ところで、大日如来は、真言密教の中心となる仏で、密教の世界では二つの現れ方をすると言われている。
一つは、理徳の面を示す胎蔵界の大日如来で、悟りの境地を示す法界定印(ほっかいじょういん)という手の組み方をする。これは、腹前に両手をそろえ、左の掌を仰いで置き、その上に右手の甲を重ね、左右の第一指の先をつける形をしている。
もう一つは、知徳の面を示す金剛界の大日如来で、智拳印(ちけんいん)という手の組み方をする。智拳印は、胸前に両手を置き、左手を下にして拳をにぎり、その第二指を立て、右手の拳でこれを握ると言う忍者の印のような形をしている。
本像は智拳印を結んでいることから、金剛界の大日如来であることがわかる。

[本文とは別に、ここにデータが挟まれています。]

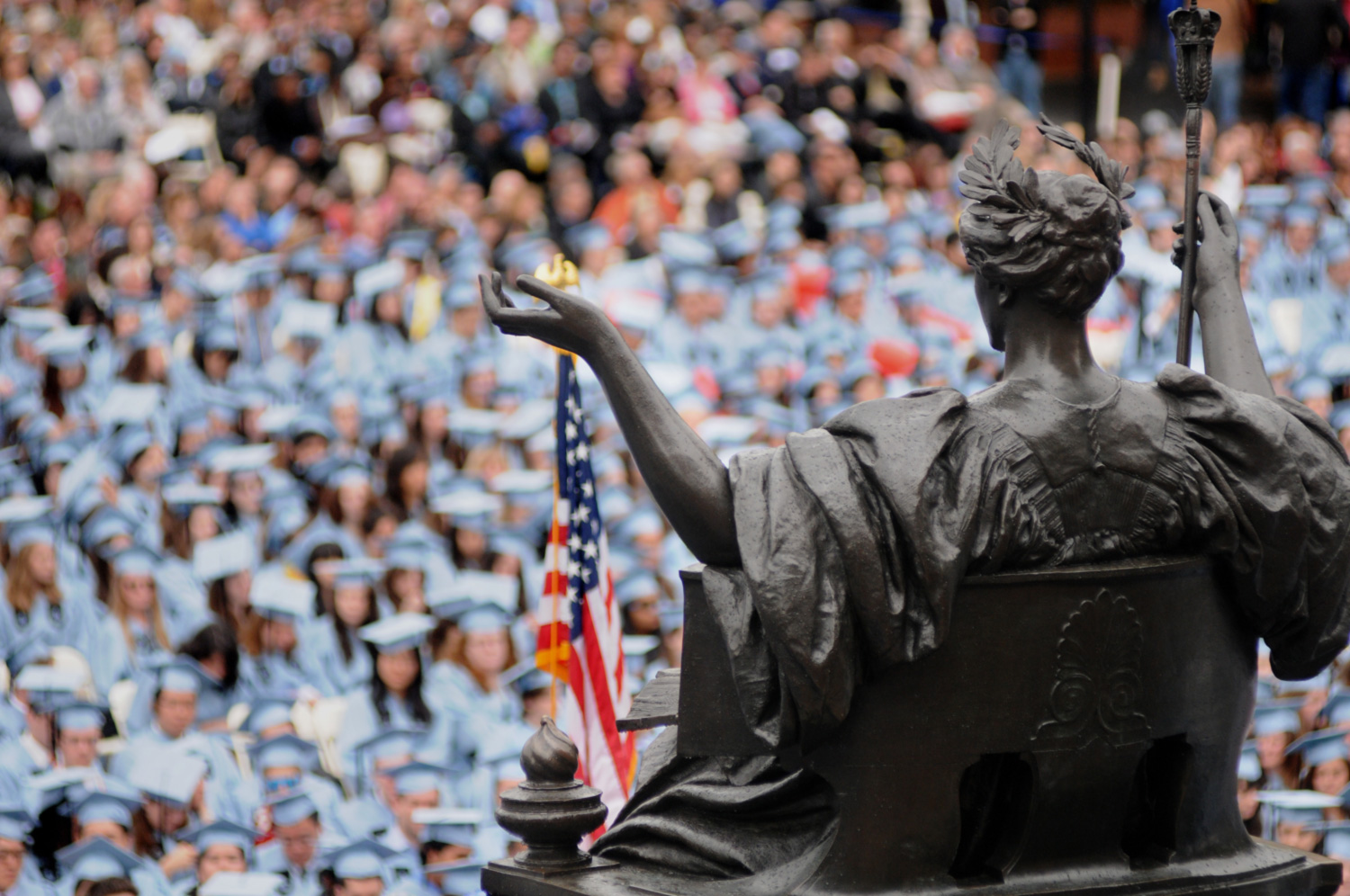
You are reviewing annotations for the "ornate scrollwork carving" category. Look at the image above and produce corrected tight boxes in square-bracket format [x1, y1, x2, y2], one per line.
[1034, 588, 1149, 750]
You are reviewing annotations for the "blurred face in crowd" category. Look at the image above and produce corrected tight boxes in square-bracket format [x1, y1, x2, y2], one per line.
[1238, 782, 1261, 820]
[0, 837, 27, 892]
[197, 844, 248, 885]
[464, 629, 510, 675]
[57, 729, 103, 766]
[375, 650, 418, 696]
[29, 544, 57, 587]
[118, 575, 156, 615]
[156, 691, 197, 739]
[143, 799, 188, 834]
[1312, 760, 1350, 796]
[1284, 224, 1318, 255]
[273, 815, 323, 868]
[334, 877, 385, 896]
[80, 822, 131, 850]
[334, 586, 370, 629]
[261, 620, 296, 653]
[1274, 822, 1322, 853]
[391, 790, 440, 844]
[626, 594, 662, 634]
[230, 472, 264, 517]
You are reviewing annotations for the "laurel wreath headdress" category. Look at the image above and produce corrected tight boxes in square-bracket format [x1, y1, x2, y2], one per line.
[960, 116, 1134, 243]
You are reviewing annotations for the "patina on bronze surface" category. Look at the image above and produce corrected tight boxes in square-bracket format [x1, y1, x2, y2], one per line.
[472, 123, 1350, 896]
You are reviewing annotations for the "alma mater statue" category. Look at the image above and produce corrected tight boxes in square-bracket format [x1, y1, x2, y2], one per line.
[483, 123, 1350, 896]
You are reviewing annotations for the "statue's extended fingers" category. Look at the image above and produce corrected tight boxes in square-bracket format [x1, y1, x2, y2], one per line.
[1202, 192, 1238, 237]
[516, 274, 575, 312]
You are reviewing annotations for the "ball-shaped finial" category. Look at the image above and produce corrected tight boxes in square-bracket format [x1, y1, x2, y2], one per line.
[520, 715, 580, 784]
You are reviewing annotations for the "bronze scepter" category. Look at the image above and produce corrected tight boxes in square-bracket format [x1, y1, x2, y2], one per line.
[1168, 0, 1220, 364]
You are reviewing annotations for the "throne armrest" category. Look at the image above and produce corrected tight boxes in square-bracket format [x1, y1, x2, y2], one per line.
[677, 563, 769, 757]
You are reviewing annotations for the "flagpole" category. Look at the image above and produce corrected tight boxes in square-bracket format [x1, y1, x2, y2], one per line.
[535, 253, 580, 718]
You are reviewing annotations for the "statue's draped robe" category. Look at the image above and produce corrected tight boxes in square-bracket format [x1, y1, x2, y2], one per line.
[597, 366, 1350, 876]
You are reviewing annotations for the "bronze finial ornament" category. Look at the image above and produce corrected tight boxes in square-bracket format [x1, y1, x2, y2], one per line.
[1168, 0, 1223, 364]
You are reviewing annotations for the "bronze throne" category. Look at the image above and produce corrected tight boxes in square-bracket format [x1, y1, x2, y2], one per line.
[483, 559, 1341, 896]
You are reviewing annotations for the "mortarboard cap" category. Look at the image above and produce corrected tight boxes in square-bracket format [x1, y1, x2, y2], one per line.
[1252, 701, 1303, 737]
[423, 858, 488, 896]
[127, 747, 208, 809]
[178, 820, 258, 857]
[278, 300, 338, 340]
[156, 658, 213, 694]
[57, 837, 140, 884]
[1285, 729, 1350, 768]
[615, 572, 662, 607]
[73, 788, 140, 831]
[57, 701, 108, 731]
[431, 488, 502, 526]
[32, 327, 92, 367]
[192, 531, 258, 582]
[1306, 822, 1350, 863]
[1257, 791, 1341, 825]
[248, 564, 318, 623]
[14, 663, 84, 712]
[389, 760, 450, 796]
[197, 869, 286, 896]
[267, 790, 319, 828]
[0, 806, 32, 844]
[112, 545, 159, 577]
[413, 807, 483, 847]
[240, 696, 294, 734]
[0, 496, 53, 525]
[356, 729, 423, 761]
[356, 613, 436, 653]
[1238, 742, 1264, 784]
[1284, 202, 1322, 227]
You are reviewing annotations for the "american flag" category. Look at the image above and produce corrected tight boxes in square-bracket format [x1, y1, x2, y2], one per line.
[535, 355, 634, 826]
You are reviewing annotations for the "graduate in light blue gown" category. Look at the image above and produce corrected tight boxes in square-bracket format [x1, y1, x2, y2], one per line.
[300, 559, 382, 696]
[0, 523, 97, 671]
[89, 547, 172, 695]
[239, 567, 320, 695]
[375, 761, 448, 884]
[65, 782, 170, 896]
[56, 837, 146, 896]
[413, 807, 483, 896]
[256, 790, 340, 896]
[329, 729, 427, 838]
[110, 658, 248, 820]
[338, 613, 455, 779]
[324, 838, 394, 896]
[173, 820, 258, 896]
[432, 602, 521, 725]
[248, 734, 343, 842]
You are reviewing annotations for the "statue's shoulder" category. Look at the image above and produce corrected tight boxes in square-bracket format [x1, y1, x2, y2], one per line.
[823, 386, 969, 436]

智拳印は、右手が仏をあらわし、左手が大衆をあらわすという。大衆を仏に組み込み、大衆の悩みを悟りに転じる様を示すものである。また、忍者を思わせる印相は、深い思索の後、悩みを悟りに移そうとするときの姿勢ともいえる。
この仏像は、高さが24.5cm、両膝幅17.3cm、肩幅が11cmの木造り(※)で金漆箔が施されている。他に、本町ではこのような像は発見されておらず珍しい仏像である。」
※ただし、「おぐにの文化財」やリーフレット「おぐにの文化財」では銅像と記されている。